Docker will need write access to the myindex directory (to create the data directory containing the Lucene index, for example). There are multiple ways to accomplish this, but here we simply change the group owner of the myindex directory to be docker and allow group members write access to the folder:

$ chgrp docker ~/solr5/myindex
$ chmod g+w ~/solr5/myindex

Now that the myindex directory is ready, we will need to link it so that it is available under the solr.home directory of the Docker container. What is the solr.home directory of the container? It’s easy to get this from Solr. When connecting to the Solr instance on port 8983, you should be redirected to the Solr dashboard. On this page, you should see the list of JVM parameters, and one of them is -Dsolr.solr.home

We can now remove the previous container:

$ docker rm -f solr5

and start a new one with a volume:

$ docker run -d -p 8983:8983 -v ~/solr5/myindex:/opt/solr/server/solr/myindex --name solr5 makuk66/docker-solr

Notice the -v parameter. It links the ~/solr5/myindex directory of the server to the /opt/solr/server/solr/myindex of the container. Every time Solr reads or writes data to the /opt/solr/server/solr/myindex directory, it will actually be accessing our ~/solr5/myindex directory. This is where Solr will create the data directory. Great, because Docker recommends that all files created by the container be held outside of the container. If you access the Solr instance on port 8983, you should now have the myindex core available.

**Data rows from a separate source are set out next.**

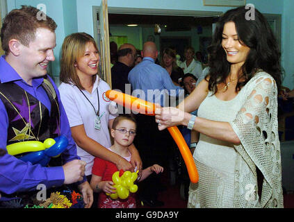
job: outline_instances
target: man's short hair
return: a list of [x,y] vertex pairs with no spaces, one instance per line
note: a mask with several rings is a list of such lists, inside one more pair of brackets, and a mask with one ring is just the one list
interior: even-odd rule
[[[42,17],[40,15],[42,15]],[[8,43],[11,39],[18,40],[28,46],[31,41],[35,40],[38,28],[55,31],[57,25],[54,20],[47,15],[44,19],[44,12],[36,8],[22,6],[22,8],[13,10],[6,16],[0,35],[2,49],[6,55],[9,53]]]
[[131,48],[125,48],[117,51],[118,57],[125,56],[129,53],[133,53],[133,50]]

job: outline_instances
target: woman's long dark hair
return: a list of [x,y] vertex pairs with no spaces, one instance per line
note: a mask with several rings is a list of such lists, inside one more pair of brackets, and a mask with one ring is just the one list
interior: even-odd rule
[[271,75],[276,81],[278,90],[280,89],[281,53],[266,18],[259,10],[255,8],[254,10],[254,17],[250,18],[253,20],[247,19],[246,12],[248,10],[242,6],[228,10],[220,17],[216,24],[212,43],[208,48],[211,77],[209,89],[212,90],[213,94],[218,91],[218,83],[226,83],[226,78],[230,72],[231,63],[227,61],[226,53],[222,46],[224,26],[229,22],[234,22],[240,42],[250,48],[247,58],[240,70],[241,76],[239,76],[239,78],[244,78],[245,81],[238,83],[236,92],[239,91],[259,69]]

The Docker container was started with basic JVM settings. What if we need to allocate more memory to Solr or other options? Docker allows us to override the default startup command defined in the image. For example, here is how we could start the container with more memory (don’t forget to remove the previous container):

$ docker run -d -p 8983:8983 -v ~/solr5/myindex:/opt/solr/server/solr/myindex --name solr5 makuk66/docker-solr "/bin/bash" "-c" "/opt/solr/bin/solr -m 1g -f"

To confirm that everything is fine with our Solr container, you can consult the logs generated by Solr with:

$ docker logs solr5

Conclusion

There is a lot more to be said about Docker and Solr 5, like how to use a specific Solr version or how to use SolrCloud. Hopefully this blog post was enough to get you started!